As explained in this answer, a buffered stream is supposed to reduce the number of system calls. This is only relevant, if the application makes a lot of small read or write requests, resulting in a lot of system calls. This is what the linked answer means by “inefficient”.
By using a significantly larger buffer which can be read or written with a single call and fulfilling application requests by copying from or to the buffer, you’re reducing the number of system calls. This improves the performance, if the saved system calls are more expensive than the introduced copying overhead.
So the reason why it is not always better to use a buffered stream, is that not every application is making such small requests. When an applications makes reasonably sized requests, the best, the buffered stream can do, is going out of the way, so if it has an empty buffer and the application makes a request of the same or even bigger size than the buffer’s size, the buffered stream will pass the request to the source stream directly.

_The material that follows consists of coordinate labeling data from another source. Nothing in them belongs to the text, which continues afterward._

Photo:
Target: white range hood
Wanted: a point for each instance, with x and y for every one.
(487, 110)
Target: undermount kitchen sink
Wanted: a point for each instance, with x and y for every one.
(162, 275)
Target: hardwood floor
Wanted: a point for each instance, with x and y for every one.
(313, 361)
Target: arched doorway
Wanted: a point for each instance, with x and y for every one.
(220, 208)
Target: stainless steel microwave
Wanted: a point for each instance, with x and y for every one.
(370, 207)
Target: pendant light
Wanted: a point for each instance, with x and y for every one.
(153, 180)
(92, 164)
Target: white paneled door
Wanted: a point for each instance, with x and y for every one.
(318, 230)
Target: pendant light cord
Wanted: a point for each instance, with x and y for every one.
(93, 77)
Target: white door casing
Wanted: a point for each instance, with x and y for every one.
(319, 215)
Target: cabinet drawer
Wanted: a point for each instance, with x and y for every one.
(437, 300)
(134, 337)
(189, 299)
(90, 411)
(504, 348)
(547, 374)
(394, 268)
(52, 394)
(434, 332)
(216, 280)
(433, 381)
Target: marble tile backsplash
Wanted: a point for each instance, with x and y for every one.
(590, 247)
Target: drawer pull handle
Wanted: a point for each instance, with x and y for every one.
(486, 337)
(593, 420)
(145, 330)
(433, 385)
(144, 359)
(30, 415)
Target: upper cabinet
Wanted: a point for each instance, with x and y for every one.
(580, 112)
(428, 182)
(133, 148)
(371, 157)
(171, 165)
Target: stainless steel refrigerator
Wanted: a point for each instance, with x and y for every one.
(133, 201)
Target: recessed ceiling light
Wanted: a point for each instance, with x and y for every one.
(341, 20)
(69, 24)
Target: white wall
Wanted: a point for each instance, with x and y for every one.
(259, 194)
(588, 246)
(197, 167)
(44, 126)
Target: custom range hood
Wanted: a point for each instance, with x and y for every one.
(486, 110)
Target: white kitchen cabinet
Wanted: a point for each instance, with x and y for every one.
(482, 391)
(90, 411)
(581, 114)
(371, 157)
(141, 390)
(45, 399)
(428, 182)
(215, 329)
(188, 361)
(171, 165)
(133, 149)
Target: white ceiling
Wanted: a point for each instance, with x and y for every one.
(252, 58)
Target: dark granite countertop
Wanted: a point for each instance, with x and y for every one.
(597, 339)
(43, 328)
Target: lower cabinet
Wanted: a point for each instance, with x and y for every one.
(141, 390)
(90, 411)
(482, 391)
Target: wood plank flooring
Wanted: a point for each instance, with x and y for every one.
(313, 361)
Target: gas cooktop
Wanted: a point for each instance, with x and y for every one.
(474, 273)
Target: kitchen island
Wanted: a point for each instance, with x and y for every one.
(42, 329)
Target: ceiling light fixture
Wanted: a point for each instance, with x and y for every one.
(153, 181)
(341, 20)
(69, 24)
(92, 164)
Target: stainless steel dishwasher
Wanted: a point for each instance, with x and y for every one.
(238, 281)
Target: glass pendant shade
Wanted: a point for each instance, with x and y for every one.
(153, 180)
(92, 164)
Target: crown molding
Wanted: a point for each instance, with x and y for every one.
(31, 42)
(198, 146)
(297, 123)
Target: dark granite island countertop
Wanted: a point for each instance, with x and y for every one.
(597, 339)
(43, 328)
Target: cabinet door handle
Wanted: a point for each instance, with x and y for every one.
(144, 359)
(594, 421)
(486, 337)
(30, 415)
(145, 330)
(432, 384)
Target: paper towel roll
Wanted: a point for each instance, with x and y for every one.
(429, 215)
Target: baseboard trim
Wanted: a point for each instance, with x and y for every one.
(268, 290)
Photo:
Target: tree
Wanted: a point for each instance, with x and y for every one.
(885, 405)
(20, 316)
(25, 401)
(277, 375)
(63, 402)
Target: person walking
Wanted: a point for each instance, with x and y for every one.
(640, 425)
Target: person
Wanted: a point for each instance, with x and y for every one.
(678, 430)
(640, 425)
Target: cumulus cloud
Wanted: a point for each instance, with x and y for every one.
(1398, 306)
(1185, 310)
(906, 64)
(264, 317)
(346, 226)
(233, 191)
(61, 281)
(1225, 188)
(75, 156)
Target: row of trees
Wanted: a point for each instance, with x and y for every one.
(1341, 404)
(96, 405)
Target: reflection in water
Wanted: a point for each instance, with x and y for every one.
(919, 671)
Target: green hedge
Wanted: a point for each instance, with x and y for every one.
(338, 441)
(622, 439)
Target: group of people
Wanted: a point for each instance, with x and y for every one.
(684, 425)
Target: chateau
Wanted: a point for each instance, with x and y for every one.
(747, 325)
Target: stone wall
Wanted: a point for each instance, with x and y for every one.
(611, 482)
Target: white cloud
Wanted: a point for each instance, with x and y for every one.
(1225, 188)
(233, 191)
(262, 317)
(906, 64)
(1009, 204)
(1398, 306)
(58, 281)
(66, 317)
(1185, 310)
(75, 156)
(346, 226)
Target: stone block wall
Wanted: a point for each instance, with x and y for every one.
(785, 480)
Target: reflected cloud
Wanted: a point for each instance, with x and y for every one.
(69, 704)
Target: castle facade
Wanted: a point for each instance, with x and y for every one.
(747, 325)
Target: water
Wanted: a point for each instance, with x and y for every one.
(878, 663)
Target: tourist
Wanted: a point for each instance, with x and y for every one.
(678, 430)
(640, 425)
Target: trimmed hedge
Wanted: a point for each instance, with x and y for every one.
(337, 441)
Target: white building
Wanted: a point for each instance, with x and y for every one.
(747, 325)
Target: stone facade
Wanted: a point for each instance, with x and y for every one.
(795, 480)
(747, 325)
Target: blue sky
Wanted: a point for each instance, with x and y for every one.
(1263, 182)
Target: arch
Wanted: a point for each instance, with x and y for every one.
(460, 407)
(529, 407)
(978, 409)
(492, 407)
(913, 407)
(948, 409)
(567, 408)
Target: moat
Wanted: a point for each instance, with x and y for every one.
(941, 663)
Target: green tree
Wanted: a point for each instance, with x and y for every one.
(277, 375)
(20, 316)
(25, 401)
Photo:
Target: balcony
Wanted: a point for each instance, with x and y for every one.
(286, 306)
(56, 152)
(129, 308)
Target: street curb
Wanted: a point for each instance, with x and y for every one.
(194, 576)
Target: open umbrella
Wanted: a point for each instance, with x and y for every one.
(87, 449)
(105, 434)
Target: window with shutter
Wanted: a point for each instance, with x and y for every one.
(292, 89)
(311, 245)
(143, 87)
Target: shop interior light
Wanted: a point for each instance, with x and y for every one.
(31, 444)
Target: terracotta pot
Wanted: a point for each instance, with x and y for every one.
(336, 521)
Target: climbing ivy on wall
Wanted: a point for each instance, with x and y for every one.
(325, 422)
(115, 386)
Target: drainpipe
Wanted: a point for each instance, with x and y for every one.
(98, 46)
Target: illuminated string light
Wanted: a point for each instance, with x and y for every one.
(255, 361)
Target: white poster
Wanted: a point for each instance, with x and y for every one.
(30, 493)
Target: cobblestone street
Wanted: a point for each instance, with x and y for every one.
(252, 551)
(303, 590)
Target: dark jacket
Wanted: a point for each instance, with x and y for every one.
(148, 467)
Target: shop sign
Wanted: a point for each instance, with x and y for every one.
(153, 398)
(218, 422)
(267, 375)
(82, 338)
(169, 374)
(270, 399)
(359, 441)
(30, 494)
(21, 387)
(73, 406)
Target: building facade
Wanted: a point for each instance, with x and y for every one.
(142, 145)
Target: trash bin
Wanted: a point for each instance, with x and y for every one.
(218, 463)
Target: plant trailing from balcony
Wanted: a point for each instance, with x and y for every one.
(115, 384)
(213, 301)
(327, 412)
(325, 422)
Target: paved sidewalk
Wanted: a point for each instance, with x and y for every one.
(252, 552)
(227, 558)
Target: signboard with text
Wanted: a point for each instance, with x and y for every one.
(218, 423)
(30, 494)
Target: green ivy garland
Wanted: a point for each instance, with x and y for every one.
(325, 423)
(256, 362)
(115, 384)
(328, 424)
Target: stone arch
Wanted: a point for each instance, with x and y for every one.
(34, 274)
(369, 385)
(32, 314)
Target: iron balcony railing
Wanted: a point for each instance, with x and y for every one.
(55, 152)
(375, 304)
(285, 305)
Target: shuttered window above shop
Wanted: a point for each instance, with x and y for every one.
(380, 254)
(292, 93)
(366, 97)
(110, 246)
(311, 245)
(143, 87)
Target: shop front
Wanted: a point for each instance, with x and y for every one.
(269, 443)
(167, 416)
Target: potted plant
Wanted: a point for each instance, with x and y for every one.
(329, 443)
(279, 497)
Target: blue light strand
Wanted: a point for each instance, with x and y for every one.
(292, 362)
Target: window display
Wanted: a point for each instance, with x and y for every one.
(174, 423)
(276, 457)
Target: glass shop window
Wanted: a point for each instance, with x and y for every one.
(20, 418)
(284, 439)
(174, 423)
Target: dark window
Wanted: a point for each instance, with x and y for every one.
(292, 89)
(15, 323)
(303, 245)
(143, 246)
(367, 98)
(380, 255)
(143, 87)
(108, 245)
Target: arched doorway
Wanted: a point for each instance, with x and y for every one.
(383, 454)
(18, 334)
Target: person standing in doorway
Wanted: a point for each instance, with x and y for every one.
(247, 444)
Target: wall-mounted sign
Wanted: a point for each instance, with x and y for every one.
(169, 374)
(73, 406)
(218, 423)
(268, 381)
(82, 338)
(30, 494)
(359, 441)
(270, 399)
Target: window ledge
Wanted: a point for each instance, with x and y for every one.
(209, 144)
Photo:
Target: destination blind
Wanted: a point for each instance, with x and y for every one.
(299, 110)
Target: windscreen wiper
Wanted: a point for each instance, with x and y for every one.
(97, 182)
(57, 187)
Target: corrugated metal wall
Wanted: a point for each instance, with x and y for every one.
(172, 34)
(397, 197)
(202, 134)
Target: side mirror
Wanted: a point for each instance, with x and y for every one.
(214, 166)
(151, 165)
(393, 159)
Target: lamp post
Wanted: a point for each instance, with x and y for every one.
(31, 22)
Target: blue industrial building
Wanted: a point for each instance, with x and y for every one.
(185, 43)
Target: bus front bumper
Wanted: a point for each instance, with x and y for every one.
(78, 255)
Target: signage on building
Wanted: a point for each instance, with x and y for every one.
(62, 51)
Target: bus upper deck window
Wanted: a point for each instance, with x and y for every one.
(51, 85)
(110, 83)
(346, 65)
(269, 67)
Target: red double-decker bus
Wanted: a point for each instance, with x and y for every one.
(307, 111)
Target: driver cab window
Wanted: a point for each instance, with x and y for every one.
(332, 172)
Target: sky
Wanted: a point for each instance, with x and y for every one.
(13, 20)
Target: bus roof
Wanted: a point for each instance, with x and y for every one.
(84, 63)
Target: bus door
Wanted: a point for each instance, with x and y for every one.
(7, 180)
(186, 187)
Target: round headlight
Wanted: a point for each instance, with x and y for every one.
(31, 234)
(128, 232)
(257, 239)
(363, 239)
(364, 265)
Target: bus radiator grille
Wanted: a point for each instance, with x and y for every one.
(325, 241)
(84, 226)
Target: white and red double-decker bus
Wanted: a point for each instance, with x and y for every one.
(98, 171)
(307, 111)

But if the application’s buffer is only slightly less, the buffered stream will do its job of buffering, introducing additional copying overhead. But as said, you only gain an advantage, if you actually save system calls and, depending on the architecture, you might have to say, “…if you actually save a significant amount of system calls”. A larger buffer is not an improvement per se.
A simple example would be, say, you just want to write 1,000 bytes to a file, like
byte[] data = /* something producing an array of 1,000 bytes */
try (OutputStream os = Files.newOutputStream(path)) {
os.write(data);
}
So, if you wrap the output stream in a BufferedOutputStream
, you’ll get a buffer of the default size of 8192 bytes. Since this buffered stream has no knowledge of how much you are going to write totally, it will copy the request data to its buffer, as it is smaller, to be flushed (written) during the close operation. So in the end, you don’t save any system call, but get the copying overhead.
So a buffered stream is not always more efficient; the buffering may even degrade the performance in some cases. Also, sometimes an application is not interested in the highest performance, but in timely writing to the underlying media. It is easier to wrap an OutputStream
, to get buffering when needed, than to opt out the buffering, if the stream is already a BufferedOutputStream
.
When you look at the NIO Channel API, introduced in JDK 1.4, you’ll notice that there are no buffered channels. Instead, it doesn’t offer methods for read or writing a single byte, further, it forces the programmers to use a ByteBuffer
, to guide them to separate I/O and processing of the data. This is the preferred way to go.